CON 40 (-2) LAB 27 (-1) LD 18 (+1)
Tories down to 40% with YouGov
The online pollster, YouGov, which has taken such a dominant position in UK polling, has another survey out this morning which might cause some concern at Cameron Central. For although the party is still in the 40s it is only just there and the lead over Labour is down to its lowest since June.
We have not got details of the fieldwork period or a break-down of “others” which is up two points. My guess is that it took place while Nigel Farage was making the headlines and that UKIP is up. Also at the end of last week there was the Green Party conference.
YouGov polls have been particularly sensitive to UKIP and in the past two Euro elections the firm has over-estimated the anti-EU party. I am surprised that neither the Telegraph’s Andrew Porter nor Ben Brogan pick up the UKIP impact.
Even so the changes are all within the margin of error and we very much need to if this trend is being picked up by those firms that do it differently. I understand that there’ll be at least one phone poll out tonight.

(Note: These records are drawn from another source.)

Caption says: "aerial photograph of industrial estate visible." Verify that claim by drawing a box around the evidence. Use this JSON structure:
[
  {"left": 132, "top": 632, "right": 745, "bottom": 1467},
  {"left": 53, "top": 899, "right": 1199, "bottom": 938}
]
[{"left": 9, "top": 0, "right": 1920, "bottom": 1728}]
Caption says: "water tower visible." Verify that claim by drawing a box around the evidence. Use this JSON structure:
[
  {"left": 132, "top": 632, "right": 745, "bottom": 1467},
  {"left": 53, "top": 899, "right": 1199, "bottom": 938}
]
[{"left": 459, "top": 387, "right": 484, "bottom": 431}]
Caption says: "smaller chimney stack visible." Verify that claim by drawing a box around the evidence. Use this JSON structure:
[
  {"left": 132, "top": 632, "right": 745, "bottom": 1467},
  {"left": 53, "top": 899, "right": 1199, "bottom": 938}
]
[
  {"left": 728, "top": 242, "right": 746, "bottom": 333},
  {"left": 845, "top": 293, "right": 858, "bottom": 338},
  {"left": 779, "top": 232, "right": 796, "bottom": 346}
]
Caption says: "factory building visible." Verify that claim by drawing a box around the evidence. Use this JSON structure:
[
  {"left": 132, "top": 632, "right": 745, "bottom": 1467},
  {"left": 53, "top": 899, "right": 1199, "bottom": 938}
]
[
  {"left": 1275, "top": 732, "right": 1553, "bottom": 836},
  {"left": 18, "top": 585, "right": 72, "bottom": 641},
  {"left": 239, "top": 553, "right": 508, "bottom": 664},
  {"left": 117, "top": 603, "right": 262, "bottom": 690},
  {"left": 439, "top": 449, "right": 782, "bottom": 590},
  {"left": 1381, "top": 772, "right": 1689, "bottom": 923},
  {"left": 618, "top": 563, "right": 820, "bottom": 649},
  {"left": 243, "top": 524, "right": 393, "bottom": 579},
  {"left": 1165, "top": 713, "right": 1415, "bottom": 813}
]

YouGov restricts its samples to those on its polling panel on whom it has got a mass of data going back several years. These people get repeatedly questioned and, unlike the telephone pollsters, the firm takes no account of certainty to vote.
With the phone pollsters any voter in the country, theoretically, who has a land-line can be called irrespective of whether their number is listed or not. A key element in working out all their shares is how likely it is that those who take part will actually go out and vote. Thus in last week’s MORI poll the Tories had a 17 point lead amongst those certain to vote but only an 8 point one from all those who named a party.
UPDATE 0845: Peter Kellner of YouGov has emailed me to suggest that I was a bit unfair to his firm in this piece. He points out that YouGov came out best of all the pollsters in the June Euro elections and that its UKIP share was out by only one point. This followed a change on their methodology from 2004. Fair enough Peter I am very ready to acknowledge that.